Berpikir dapat dipacu dengan mengajukan pertanyaan yang ditingkatkan kompleksitasnya (Muhfahroyin 2005). Menurut Anni (2009), pada tipe hasil belajar penerapan, terdapat konsep, teori, hukum, dan rumus. Dalil hukum tersebut diterapkan dalam suatu pemecahan masalah. Dengan kata lain, tipe belajar penerapan bukan keterampilan motorik, tapi lebih banyak keterampilan mental. Tipe belajar analisis merupakan tipe hasil belajar yang kompleks, yang memerlukan unsur tipe hasil belajar sebelumnya yaitu hapalan, pemahaman, dan penerapan. Bila kemampuan analisis telah dimiliki seseorang, maka seseorang akan dapat mengkreasi sesuatu yang baru. Dalam tipe hasil belajar evaluasi, penekanan terletak pada pertimbangan sesuatu nilai mengenai baik tidaknya, tepat tidaknya dengan menggunakan kriteria tertentu. Pada tipe hasil belajar kreasi, siswa penekanan terletak pada pemasangan unsur-unsur untuk membentuk kesatuan yang fungsional dan mereorganisasi pola atau struktur baru.

Salah satu dimensi hasil belajar menurut Rustaman (2008) adalah kebiasaan berpikir atau habits of mind. Menurut Costa (2000) dalam Anwar (2005), habits of mind berarti watak perilaku secara cerdas ketika menghadapi masalah, atau terhadap jawaban yang tidak segera diketahui.
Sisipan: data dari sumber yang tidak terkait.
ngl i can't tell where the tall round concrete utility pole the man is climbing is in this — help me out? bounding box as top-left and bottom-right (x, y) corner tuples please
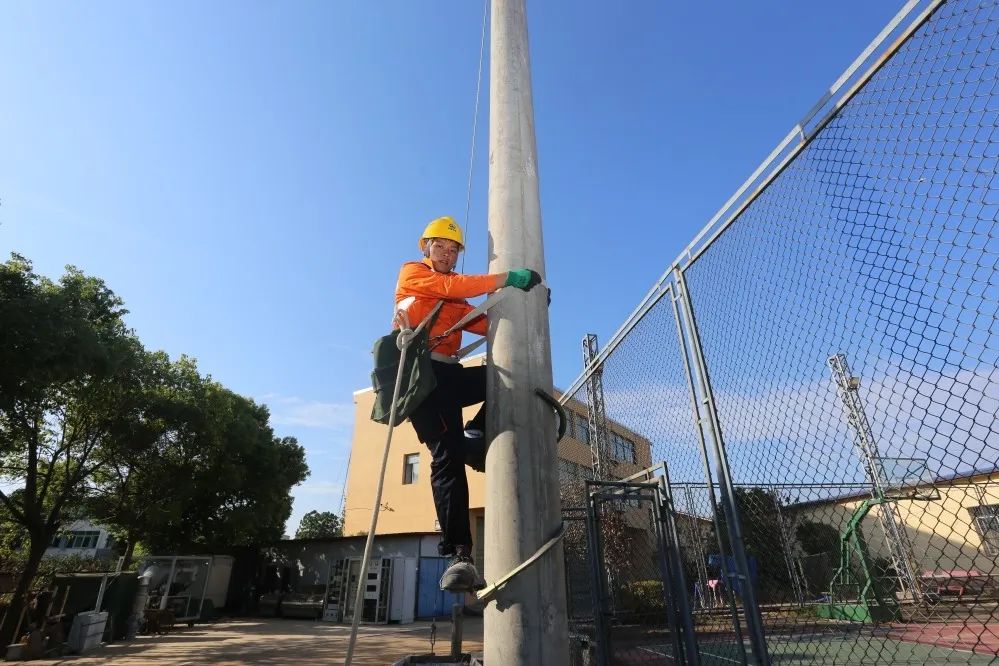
(484, 0), (569, 666)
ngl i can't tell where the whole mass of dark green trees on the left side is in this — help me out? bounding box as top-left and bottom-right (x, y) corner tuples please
(0, 254), (308, 645)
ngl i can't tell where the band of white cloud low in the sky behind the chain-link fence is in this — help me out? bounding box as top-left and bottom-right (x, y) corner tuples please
(584, 362), (999, 490)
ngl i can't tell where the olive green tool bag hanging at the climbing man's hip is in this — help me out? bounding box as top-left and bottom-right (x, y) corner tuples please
(371, 301), (443, 426)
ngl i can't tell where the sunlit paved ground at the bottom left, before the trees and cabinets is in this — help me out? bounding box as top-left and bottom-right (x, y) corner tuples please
(24, 618), (482, 666)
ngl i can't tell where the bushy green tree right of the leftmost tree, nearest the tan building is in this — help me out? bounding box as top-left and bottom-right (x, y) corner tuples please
(90, 358), (309, 553)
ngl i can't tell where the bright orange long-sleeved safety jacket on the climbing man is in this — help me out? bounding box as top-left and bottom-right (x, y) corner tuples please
(395, 259), (507, 356)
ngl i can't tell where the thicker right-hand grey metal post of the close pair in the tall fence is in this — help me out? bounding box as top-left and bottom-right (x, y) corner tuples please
(676, 268), (770, 666)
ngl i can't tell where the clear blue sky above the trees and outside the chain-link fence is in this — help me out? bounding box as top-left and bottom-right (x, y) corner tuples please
(0, 0), (902, 533)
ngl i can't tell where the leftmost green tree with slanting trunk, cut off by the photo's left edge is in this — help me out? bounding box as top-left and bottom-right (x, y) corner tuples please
(0, 255), (154, 645)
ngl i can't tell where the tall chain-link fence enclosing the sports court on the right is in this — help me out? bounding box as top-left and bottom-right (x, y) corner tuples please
(560, 0), (999, 664)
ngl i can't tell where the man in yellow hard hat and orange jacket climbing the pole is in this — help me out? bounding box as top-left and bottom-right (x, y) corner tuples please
(394, 217), (541, 592)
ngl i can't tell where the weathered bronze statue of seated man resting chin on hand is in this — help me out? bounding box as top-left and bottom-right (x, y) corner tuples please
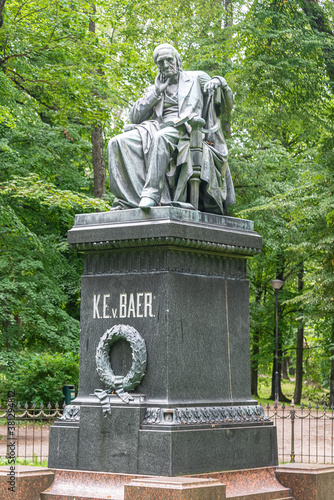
(108, 44), (235, 214)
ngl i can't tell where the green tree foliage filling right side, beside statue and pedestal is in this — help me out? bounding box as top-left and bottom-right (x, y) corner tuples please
(224, 0), (334, 397)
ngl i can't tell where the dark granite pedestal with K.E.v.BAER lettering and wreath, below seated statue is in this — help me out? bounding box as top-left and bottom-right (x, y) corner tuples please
(49, 207), (277, 476)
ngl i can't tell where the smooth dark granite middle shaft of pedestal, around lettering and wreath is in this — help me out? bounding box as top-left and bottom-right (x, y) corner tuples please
(75, 273), (252, 405)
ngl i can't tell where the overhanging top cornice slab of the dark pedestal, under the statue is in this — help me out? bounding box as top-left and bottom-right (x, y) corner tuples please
(68, 207), (262, 254)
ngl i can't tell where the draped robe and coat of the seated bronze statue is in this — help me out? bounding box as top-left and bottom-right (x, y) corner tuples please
(108, 71), (235, 214)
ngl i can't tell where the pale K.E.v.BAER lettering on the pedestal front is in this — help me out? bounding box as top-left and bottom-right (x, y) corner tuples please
(93, 292), (155, 319)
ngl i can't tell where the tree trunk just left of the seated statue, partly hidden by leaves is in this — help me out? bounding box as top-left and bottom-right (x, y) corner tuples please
(88, 4), (106, 198)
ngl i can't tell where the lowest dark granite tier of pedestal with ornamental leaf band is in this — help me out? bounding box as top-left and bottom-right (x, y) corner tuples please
(49, 394), (277, 476)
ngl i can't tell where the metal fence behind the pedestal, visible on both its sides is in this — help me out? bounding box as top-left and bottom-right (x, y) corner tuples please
(0, 403), (334, 465)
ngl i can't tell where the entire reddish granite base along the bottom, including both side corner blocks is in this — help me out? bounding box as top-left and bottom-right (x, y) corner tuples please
(0, 463), (334, 500)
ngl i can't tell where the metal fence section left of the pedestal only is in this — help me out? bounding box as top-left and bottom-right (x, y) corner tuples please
(0, 403), (65, 465)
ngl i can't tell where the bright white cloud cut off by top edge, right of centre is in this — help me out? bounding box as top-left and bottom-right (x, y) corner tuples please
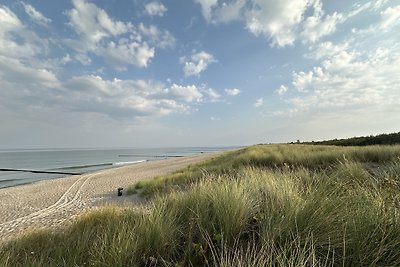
(246, 0), (345, 47)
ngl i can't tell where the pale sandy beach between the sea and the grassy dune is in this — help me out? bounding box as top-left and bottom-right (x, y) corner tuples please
(0, 153), (218, 243)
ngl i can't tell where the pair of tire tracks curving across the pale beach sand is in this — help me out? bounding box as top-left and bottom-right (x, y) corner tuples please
(0, 174), (95, 233)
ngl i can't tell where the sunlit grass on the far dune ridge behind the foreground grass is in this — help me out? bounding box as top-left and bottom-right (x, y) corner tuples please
(128, 145), (400, 197)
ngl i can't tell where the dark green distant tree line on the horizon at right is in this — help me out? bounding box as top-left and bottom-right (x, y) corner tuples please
(303, 132), (400, 146)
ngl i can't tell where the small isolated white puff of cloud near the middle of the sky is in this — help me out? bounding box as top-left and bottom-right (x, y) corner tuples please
(180, 51), (217, 76)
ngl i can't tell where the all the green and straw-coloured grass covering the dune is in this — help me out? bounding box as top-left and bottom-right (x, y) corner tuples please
(0, 145), (400, 266)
Dimensi hasil belajar yang berupa kebiasaan berpikir dapat terjadi bersamaan dengan dimensi hasil belajar lainnya,

tetapi kebiasaan berpikir dalam bidang ilmu atau materi subyek tertentu hanya mungkin terjadi melalui wahana pengetahuannya. Jadi, apabila dimensi hasil belajar hanya berhenti pada penguasaan pengetahuan, maka kebiasaan berpikir yang berkembangpun hanya terbatas saja.

Lebih jauh tentang kebiasaan berpikir menurut Marzano (1994) dalam Rustaman (2008), diketahui bahwa kebiasaan berpikir tersebut terdiri atas tiga komponen yang saling melengkapi dan membentuk suatu kesatuan. Komponen-komponen tersebut adalah berpikir kritis (critical thinking), berpikir kreatif (creative thinking), dan pengaturan diri (self regulation). Sesuai dengan indikator kemampuan berpikir kritis yang diajukan oleh Fisher (2008) yaitu mengidentifikasi, menilai, mengintepretasi, menganalisis, berargumen, mengevaluasi, dan menyimpulkan, maka tipe hasil belajar ranah kognitif yang menuntut siswa untuk menafsirkan, memecahkan masalah, menganalisis, mempertimbangkan sesuatu nilai, membuat keputusan dan membuat kesimpulan akan meningkatkan kemampuan berpikir kritisnya.